I'm a bit chastened to admit this but the fact of the matter is that I used to read more about the history of the American Labor Movement when I was back in Britain than I do now that I live in the States.
It wasn't so much that I was doing the 'revolutionary tourism' bit, but more a matter of being able to score some excellent books secondhand on the subject that would be now beyond my financial reach. The Encyclopedia of the American Left or Louis Adamic's 'Dynamite' or Joyce Kornbluth's 'Rebel Voices' or any of Eric Foner's volumes of labor history are must haves to have on your shelf. Such books are just not as readily available second-hand as they once were. Not sure if the internet is to blame or maybe there is a new generation of radicals who are less inclined to pass their books on. I hope it's the latter.
The gaps in my knowledge of American Labor have to be filled in somehow, and local cable tv is as good a place to start as any.
This morning's New York 1's carried the wee nugget that on this day in history in 1970 100,000 construction workers (and others) marched down Wall Street to show their support for Nixon's war policy in both Vietnam and Cambodia. Led by the President of the Building and Construction Trades Council of New York, Peter Brennan, the march was to show both the respectable face of blue collar America and its social patriotism in light of the 'Hard Hat Riots' that had taken place in New York City twelve days before.
On May 8th a couple of hundred construction workers had run rampant against anti-war demonstators who were protesting about the murder of the four students at Kent State University four days previously and, as the New York Times article already linked to states, their violence was savage, indiscriminate, and made the actions of a minority of R*ngers supporters in Manchester last week look like a Teddy Bears picnic by comparison.
I did write a "wee nugget" when initially making reference to this shameful episode in American Labor history, and I meant it despite the fact that it doesn't reflect too cleverly on the 'noble worker'. Mob violence is mob violence whoever is meting it out and I do think it's necessary to get some sense of the whole picture of the US Labor Movement.
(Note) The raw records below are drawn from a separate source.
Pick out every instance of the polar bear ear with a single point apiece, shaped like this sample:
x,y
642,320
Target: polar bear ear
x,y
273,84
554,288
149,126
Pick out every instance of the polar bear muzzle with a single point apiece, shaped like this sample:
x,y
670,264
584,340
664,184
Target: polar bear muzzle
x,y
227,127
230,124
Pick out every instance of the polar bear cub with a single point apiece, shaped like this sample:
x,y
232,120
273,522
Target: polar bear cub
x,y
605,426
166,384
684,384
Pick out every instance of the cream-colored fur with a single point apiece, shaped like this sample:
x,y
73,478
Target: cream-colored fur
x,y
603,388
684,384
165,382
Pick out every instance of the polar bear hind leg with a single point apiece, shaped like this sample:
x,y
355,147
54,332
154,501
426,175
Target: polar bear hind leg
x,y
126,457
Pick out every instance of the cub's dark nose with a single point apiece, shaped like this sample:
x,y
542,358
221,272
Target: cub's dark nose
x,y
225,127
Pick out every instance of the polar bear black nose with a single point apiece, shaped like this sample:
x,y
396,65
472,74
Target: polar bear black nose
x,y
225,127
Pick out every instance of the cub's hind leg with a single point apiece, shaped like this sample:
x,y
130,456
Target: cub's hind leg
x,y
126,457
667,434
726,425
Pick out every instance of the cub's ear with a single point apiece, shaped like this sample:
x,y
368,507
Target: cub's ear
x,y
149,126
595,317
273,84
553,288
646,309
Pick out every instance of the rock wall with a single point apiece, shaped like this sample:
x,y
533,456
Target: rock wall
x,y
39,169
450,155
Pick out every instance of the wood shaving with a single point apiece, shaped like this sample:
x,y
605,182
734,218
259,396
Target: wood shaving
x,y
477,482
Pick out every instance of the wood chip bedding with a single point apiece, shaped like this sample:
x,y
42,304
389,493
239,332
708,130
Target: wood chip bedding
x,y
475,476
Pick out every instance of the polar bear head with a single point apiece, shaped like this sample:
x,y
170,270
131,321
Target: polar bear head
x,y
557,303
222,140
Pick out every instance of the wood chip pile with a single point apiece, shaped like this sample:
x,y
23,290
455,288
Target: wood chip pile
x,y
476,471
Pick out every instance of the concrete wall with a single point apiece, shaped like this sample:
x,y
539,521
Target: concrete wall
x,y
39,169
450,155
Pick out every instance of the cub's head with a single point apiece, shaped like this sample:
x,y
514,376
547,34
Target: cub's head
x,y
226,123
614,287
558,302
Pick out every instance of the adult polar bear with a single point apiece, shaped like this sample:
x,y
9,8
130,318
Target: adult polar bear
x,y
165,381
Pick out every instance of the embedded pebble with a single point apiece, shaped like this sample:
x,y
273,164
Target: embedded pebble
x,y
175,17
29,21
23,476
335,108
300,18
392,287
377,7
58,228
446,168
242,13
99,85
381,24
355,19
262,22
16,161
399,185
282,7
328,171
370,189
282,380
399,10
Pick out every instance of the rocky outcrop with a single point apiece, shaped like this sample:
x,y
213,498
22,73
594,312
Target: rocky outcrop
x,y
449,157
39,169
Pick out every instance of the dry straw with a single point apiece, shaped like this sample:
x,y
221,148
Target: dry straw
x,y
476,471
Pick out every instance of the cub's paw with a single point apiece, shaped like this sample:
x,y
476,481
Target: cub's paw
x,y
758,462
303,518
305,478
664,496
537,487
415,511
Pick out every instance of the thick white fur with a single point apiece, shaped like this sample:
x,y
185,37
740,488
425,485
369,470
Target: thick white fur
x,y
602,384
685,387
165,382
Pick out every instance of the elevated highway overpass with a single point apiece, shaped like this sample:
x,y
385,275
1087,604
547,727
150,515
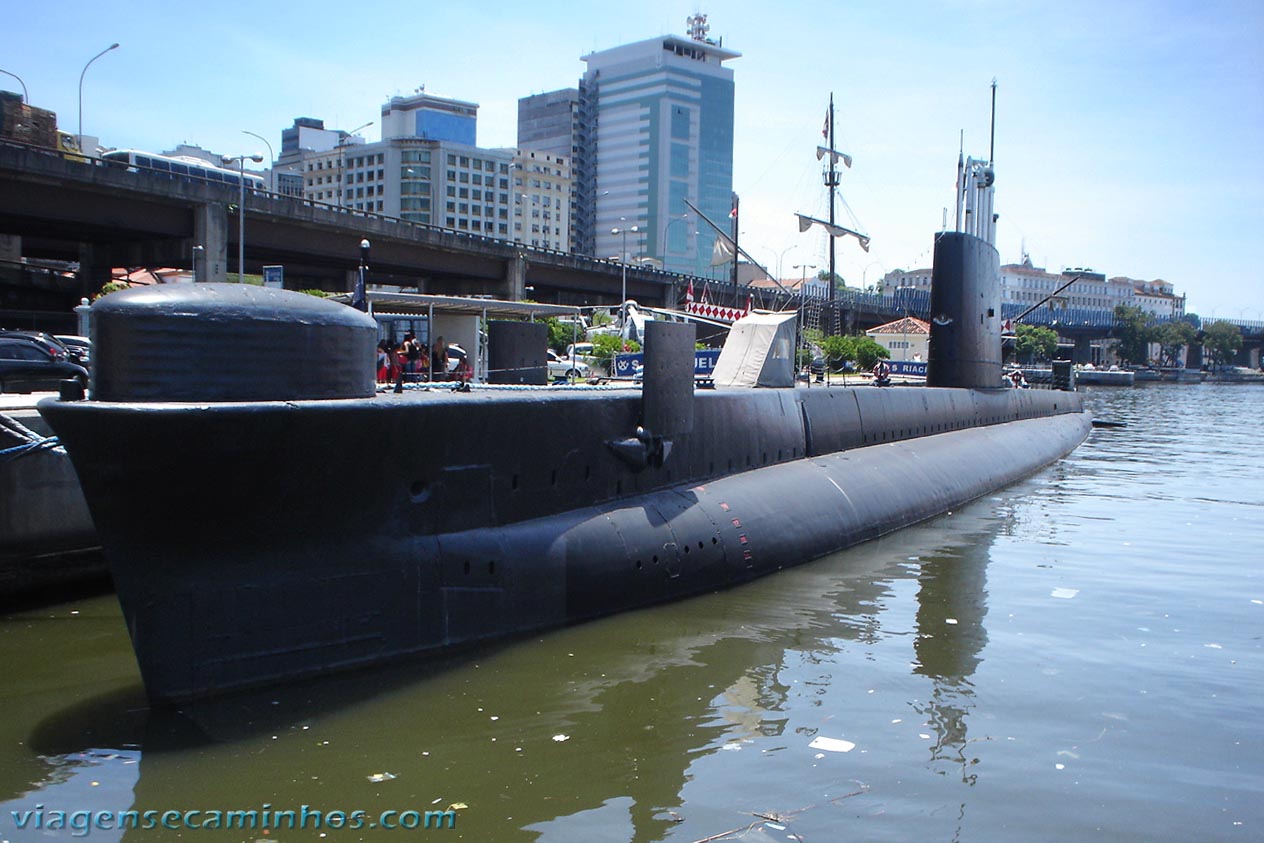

It was (and is) exceptionally grubby in places and its unsavoury nature doesn't begin and end with 'On The Waterfront' or the likes of Gompers and Meany.
Breaking story from the World Socialist Party of the United States website:
"The Service Employees Industrial Union (SEIU) has sent in several bus loads of members to disrupt the annual meeting of Labor Notes in Detroit. The Labor Notes conference is one of the most important gatherings of rank and file labor activists in Canada and the US . . . ." [READ MORE]
There is no defence for intimidatory tactics within the union movement. We should be supporting the fullest democracy and participation. It's that simple. It should be the abc of working class self-organisation.